In the deep south of America, travelling bands would once perform on their wagons in front of political or other rallies.  The bands were a highlight of the event, drawing the crowds, and the political and religious leaders would climb up to the wagon, gaining themselves an immediate captive audience. Hence the expression, I learned from the wonderful little book I’m highlighting this week in my Say It For You blog, “Jumping on the bandwagon.

SEO marketing blog content writers can make use of the same technique, “entering conversations” that are trending at the time and tying blog content to current events.  Noted sales and business trainer Dan Kennedy likes taking just such a current-events content-creating dare:  Hand him any newspaper, he says, and he’ll find something he can use to promote his clients’ products and services.
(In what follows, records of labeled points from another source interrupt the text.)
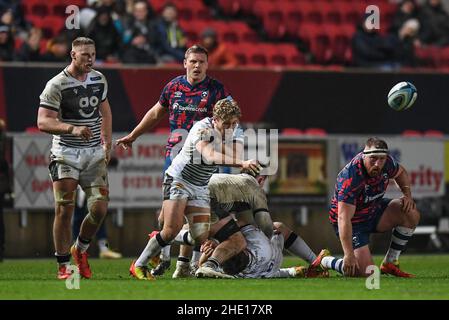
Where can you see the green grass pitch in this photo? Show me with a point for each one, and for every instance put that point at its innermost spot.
(35, 279)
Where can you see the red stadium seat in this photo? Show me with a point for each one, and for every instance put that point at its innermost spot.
(162, 130)
(293, 56)
(293, 17)
(315, 132)
(272, 18)
(434, 133)
(311, 12)
(292, 132)
(318, 41)
(229, 7)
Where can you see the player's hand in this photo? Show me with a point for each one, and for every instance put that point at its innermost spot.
(251, 165)
(407, 204)
(107, 152)
(83, 132)
(125, 142)
(350, 265)
(208, 247)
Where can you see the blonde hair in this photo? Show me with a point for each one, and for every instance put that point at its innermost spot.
(226, 109)
(80, 41)
(196, 48)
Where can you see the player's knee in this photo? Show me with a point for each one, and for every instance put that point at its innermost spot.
(95, 218)
(239, 241)
(226, 231)
(199, 225)
(169, 233)
(65, 199)
(264, 222)
(414, 217)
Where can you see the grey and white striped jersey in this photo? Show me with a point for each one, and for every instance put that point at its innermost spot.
(265, 254)
(189, 164)
(77, 103)
(227, 189)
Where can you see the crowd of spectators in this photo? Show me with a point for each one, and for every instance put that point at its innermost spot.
(414, 26)
(131, 31)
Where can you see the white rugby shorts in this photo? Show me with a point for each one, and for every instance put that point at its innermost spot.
(86, 165)
(177, 188)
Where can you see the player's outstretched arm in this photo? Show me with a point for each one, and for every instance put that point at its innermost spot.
(403, 181)
(151, 118)
(106, 128)
(47, 121)
(210, 155)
When you write blog content centered around current happenings, that serves the dual purpose of  “playing off” already existing popular interest (like the crowd already having gathered to hear the musicians), while possibly earning search engine “Brownie points” as well. What do I mean?  Well, I’ve coined a phrase for it: "accidental organic donor". Sometimes there's a disconnect between what the online searcher originally wanted (which might have to do with current events or trending news) and what he or she accidentally finds. When that "accident" turns out to bring a new reader to your blog, (and if your content engages that reader's interest, the mistake can result in your converting a mistake into a customer!

By some counts, 40 percent of online Americans read blogs. Are your business blogs going where the bandwagon is drawing a crowd?